Ballistic performance
| Bullet mass/type | Velocity | Energy |
| 127 gr (8 g) LRX | 3,531 ft/s (1,076 m/s) | 3,516 ft⋅lbf (4,767 J) |  |
| 130 gr (8 g) Scirocco | 3,476 ft/s (1,059 m/s) | 3,487 ft⋅lbf (4,728 J) |  |
| 140 gr (9 g) A-Frame | 3,395 ft/s (1,035 m/s) | 3,583 ft⋅lbf (4,858 J) |  |

= 6.5-300 Weatherby Magnum =

Rifle cartridge

The 6.5-300 Weatherby Magnum is a 6.5mm cartridge created by Weatherby in 2016 for the growing 6.5mm long-range rifle market.

==Background==
As what was then the newest in Weatherby's lineup, this cartridge was designed to directly compete with the 26 Nosler.

==Performance==
Claimed by Weatherby to be the fastest 6.5mm cartridge available.

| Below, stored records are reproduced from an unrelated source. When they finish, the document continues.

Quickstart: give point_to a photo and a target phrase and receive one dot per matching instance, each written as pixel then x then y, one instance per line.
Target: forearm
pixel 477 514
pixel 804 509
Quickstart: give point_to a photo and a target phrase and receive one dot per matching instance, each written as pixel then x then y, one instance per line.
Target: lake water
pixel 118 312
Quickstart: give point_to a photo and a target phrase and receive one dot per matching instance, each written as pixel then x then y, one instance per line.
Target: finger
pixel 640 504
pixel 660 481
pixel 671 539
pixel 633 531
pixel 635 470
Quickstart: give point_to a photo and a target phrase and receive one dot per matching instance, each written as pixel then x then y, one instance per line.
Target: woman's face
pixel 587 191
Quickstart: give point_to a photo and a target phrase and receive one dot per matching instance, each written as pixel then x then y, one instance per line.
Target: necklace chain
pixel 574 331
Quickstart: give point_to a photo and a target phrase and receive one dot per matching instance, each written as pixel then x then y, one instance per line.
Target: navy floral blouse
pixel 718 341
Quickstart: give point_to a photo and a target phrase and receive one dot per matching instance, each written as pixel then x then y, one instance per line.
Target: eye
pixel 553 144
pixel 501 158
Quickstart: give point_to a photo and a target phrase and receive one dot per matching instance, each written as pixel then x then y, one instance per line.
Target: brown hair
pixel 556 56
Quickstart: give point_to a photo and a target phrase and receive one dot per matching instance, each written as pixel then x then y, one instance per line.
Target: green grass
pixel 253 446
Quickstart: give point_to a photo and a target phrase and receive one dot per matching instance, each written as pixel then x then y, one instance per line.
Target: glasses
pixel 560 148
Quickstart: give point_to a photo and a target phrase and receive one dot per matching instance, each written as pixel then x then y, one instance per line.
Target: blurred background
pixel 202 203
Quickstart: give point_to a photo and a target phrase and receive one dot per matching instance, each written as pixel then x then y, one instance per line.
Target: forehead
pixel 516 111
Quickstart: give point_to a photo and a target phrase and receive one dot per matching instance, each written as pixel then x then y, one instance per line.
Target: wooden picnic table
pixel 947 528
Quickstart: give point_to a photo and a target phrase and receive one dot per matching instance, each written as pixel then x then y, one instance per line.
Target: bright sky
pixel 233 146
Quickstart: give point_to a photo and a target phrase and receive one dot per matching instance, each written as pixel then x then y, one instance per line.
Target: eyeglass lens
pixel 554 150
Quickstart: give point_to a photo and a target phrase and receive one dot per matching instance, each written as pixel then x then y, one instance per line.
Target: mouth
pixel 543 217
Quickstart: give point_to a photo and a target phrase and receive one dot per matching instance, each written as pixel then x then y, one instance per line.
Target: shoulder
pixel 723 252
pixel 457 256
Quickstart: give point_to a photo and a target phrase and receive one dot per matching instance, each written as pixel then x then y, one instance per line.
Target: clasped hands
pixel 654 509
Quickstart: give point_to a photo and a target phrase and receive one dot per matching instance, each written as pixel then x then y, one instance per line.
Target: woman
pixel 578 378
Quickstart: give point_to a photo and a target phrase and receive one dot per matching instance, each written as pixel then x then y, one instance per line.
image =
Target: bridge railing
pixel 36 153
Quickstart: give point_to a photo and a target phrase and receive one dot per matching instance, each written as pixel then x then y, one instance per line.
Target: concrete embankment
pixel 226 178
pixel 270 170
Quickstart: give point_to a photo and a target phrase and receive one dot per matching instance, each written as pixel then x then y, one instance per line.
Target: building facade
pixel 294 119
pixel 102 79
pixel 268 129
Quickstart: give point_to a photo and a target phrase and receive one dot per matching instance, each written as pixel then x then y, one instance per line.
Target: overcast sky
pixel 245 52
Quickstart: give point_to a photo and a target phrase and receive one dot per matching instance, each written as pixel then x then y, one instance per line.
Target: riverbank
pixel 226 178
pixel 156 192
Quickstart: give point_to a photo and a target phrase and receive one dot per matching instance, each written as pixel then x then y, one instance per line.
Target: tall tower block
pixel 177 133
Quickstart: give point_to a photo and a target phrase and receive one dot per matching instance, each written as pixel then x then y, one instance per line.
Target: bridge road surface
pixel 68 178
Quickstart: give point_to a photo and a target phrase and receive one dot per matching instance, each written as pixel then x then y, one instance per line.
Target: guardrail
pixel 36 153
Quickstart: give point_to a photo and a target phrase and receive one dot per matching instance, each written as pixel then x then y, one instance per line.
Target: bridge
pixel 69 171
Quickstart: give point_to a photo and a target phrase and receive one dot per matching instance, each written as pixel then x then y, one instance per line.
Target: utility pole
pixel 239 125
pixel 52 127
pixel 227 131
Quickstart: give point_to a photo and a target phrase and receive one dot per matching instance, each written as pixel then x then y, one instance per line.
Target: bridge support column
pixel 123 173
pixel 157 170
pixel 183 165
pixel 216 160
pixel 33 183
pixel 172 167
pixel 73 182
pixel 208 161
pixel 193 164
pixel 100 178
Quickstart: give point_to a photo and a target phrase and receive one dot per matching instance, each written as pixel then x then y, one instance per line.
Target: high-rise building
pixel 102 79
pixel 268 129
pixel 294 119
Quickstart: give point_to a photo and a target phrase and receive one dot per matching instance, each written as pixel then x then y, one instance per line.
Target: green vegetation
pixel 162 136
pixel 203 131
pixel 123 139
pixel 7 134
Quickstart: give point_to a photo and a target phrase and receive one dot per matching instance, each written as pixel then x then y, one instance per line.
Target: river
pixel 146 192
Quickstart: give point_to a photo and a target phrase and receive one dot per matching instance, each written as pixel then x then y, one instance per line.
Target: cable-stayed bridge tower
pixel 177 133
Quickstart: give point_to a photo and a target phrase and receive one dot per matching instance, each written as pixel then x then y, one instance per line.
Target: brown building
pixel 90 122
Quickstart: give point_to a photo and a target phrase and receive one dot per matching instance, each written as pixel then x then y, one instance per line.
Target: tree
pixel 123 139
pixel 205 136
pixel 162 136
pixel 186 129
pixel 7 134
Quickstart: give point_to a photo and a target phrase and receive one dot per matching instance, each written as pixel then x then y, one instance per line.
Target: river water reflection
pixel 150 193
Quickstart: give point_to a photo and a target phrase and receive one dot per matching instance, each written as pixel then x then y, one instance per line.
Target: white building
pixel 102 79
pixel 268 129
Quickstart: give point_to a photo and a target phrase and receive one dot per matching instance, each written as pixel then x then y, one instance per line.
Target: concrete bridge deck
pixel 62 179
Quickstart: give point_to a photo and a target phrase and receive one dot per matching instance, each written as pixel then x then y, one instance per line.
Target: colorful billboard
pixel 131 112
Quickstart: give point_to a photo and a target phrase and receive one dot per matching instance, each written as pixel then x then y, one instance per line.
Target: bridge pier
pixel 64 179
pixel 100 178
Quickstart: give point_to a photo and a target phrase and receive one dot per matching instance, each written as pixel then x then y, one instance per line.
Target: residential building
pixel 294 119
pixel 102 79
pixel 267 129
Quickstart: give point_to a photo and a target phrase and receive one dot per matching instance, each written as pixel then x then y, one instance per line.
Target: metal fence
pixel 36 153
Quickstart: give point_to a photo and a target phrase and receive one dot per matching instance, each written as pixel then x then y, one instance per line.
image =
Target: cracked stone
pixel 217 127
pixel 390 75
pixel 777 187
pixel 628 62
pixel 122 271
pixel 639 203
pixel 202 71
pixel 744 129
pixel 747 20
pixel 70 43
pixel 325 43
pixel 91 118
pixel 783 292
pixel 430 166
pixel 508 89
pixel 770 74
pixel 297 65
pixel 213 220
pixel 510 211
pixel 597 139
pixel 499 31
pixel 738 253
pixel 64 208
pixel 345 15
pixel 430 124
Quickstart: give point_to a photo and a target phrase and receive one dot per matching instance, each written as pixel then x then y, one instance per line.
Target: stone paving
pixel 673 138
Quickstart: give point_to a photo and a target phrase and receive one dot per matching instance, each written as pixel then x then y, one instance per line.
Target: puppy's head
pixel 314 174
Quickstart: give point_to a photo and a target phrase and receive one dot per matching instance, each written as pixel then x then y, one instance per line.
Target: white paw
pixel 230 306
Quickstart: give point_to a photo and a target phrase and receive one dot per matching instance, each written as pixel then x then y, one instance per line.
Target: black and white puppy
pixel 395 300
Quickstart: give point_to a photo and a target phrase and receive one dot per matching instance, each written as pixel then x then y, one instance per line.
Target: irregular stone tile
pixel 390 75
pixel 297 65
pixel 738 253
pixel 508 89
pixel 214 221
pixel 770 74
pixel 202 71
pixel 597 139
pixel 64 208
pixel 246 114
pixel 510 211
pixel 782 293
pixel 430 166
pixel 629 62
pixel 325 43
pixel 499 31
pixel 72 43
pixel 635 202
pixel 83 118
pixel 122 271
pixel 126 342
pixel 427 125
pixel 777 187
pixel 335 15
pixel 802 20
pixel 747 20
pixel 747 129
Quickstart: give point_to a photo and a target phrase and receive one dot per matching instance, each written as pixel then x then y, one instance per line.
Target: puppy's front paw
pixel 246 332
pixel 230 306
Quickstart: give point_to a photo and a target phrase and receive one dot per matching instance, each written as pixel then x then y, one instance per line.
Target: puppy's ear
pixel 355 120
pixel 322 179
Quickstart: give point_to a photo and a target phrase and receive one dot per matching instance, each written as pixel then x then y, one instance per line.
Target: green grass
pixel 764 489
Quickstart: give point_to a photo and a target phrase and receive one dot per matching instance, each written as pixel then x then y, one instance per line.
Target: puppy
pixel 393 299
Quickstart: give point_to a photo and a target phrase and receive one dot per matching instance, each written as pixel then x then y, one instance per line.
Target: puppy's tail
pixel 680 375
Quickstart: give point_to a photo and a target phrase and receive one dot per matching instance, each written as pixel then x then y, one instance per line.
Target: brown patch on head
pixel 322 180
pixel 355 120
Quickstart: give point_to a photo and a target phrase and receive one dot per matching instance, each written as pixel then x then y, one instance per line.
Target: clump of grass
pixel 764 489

Designed in a similar fashion as other Weatherby cartridges, it has a large-for-caliber case capacity, resulting in high velocities. When bullets with high ballistic coefficients are used, trajectories are extremely flat, allowing the projectile to retain a significant amount of energy downrange.

==Availability==

Weatherby is currently the only manufacturer of rifles chambered in the 6.5-300 Weatherby Magnum, as well as the only current supplier of ammunition. Brass cases are available from Weatherby and Petersen for handloading. Cases can also be formed by necking down .300 Weatherby Magnum brass.